Aunt Dimity and the Summer King by Nancy Atherton Reviewed
Aunt Dimity and the Summer King by Nancy Atherton
Viking (240 pages)
April 14, 2015
Summer has returned to the tiny English village of Finch, and while Lori Shepherd should be enjoying the sunny countryside with her new baby daughter—or at the very least preparing for a visit from her husband’s odious aunts—she can’t help but obsess about Finch’s real estate crisis. Sure, it’s only two empty cottages, but Lori’s positive their continued vacancy is the result of a nefarious plot. Mind you, she has no idea who’s the architect of said plot or what it entails, but she’s determined to get to the bottom of the matter and save her beloved village if it’s the last thing she does.
Aunt Dimity and the Summer King is the perfect book with which to usher in the summer season. This 20th installment in Nancy Atherton’s utterly charming Aunt Dimity series is whimsical, welcoming, and warm with just a hint of magic. Her prose is witty, intelligent, and reads effortlessly. Her descriptions of people, places, and things are wonderfully evocative and paint an idyllic world you can’t help but wish you inhabited.
There are those who would complain Atherton’s mystery is too slight; none of the Aunt Dimity books contain murder, and this latest is no exception. I’d argue, however, that her tales are no less compelling for their mild-mannered nature, and that by writing the kind of mysteries one might actually encounter while living in a small town, Atherton manages to avoid the Cabot Cove syndrome that plagues so many traditional mystery series. While other writers introduce new characters just to kill them off, Atherton’s approach allows her to expand her universe book by book, one marvelous character at a time.

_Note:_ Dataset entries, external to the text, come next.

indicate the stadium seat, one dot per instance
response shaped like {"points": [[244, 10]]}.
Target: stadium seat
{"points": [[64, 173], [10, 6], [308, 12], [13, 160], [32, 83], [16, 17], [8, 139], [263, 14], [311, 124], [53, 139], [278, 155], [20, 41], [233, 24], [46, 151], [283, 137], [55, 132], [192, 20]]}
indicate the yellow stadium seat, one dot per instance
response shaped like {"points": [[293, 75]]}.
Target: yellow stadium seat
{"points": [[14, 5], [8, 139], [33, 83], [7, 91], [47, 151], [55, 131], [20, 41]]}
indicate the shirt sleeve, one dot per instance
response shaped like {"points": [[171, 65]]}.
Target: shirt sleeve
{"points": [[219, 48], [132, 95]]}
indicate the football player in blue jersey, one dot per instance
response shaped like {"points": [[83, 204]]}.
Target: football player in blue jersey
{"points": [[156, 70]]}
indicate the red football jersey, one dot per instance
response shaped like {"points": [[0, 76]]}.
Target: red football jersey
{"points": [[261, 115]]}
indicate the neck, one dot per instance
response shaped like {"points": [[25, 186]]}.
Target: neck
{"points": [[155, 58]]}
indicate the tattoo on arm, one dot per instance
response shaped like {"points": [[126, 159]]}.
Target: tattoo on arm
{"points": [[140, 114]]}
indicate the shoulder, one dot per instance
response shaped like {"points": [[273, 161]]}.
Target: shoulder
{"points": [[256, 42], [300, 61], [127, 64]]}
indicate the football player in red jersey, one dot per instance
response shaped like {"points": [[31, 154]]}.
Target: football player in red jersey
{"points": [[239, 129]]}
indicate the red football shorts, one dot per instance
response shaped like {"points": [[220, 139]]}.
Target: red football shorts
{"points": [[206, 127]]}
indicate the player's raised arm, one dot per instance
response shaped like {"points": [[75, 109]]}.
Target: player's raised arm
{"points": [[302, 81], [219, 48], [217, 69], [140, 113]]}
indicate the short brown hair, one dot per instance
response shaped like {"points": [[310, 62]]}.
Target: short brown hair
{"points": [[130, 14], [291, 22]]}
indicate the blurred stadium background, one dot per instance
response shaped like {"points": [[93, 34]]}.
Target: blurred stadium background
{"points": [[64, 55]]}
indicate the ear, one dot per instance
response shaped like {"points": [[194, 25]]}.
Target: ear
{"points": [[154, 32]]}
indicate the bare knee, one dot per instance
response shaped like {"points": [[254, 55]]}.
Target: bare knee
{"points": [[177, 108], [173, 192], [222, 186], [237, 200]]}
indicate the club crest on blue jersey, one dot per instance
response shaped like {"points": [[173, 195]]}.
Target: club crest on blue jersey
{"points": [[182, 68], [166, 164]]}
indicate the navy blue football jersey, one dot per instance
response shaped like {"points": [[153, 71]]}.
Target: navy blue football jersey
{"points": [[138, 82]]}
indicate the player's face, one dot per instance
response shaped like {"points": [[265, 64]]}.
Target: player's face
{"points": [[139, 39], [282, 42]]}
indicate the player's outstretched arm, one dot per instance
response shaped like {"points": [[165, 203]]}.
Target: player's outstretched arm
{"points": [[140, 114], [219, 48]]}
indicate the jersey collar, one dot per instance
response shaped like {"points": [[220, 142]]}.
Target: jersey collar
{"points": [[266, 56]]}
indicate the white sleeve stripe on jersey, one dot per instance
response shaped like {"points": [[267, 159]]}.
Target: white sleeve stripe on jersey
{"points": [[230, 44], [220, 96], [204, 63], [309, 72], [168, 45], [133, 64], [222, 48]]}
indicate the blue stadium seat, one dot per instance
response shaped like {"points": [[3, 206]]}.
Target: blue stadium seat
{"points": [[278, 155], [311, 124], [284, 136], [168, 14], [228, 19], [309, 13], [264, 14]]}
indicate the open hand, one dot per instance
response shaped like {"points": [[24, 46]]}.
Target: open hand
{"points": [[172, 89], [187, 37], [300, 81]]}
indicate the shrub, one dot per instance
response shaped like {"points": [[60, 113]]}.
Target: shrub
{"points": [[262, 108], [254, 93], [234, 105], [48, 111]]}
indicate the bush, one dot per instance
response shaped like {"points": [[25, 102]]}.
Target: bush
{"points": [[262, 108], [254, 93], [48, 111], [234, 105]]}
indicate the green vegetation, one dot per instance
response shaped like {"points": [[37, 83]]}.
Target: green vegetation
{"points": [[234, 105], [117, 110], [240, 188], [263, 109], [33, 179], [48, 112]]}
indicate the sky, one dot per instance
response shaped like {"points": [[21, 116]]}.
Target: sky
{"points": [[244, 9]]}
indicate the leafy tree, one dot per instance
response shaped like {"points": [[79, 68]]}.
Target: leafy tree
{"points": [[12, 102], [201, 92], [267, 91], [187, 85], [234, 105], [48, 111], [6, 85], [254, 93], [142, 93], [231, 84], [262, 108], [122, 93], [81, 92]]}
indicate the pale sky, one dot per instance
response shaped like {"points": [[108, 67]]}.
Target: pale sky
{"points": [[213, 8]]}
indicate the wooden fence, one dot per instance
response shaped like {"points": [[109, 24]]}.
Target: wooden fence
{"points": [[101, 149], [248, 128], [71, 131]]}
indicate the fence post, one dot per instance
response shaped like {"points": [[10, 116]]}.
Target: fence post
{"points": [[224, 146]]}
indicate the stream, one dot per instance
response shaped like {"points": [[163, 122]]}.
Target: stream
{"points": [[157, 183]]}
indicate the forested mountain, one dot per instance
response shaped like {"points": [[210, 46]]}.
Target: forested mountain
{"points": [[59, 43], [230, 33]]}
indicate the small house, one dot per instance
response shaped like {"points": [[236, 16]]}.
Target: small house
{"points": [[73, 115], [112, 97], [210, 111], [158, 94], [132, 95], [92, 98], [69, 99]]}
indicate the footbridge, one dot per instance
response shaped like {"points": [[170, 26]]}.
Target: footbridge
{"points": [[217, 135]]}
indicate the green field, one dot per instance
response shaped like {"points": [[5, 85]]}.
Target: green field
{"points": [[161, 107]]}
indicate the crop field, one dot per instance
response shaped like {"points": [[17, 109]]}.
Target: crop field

If you’re new to the world of Aunt Dimity, I highly recommend you read the first in the series, Aunt Dimity’s Death—not because you’ll be lost if you start with book 20 (you won’t, I promise), but because it’s one of my very favorite books. (Atherton’s debut was also named one of the Independent Mystery Booksellers Association’s 100 Favorite Mysteries of the Century.) Regardless of whether you’re a long-time fan or a member of the uninitiated, though, you should add this book to your TBR pile. Atherton’s a spellbinding storyteller, and Aunt Dimity and the Summer King is a thoroughly enchanting read.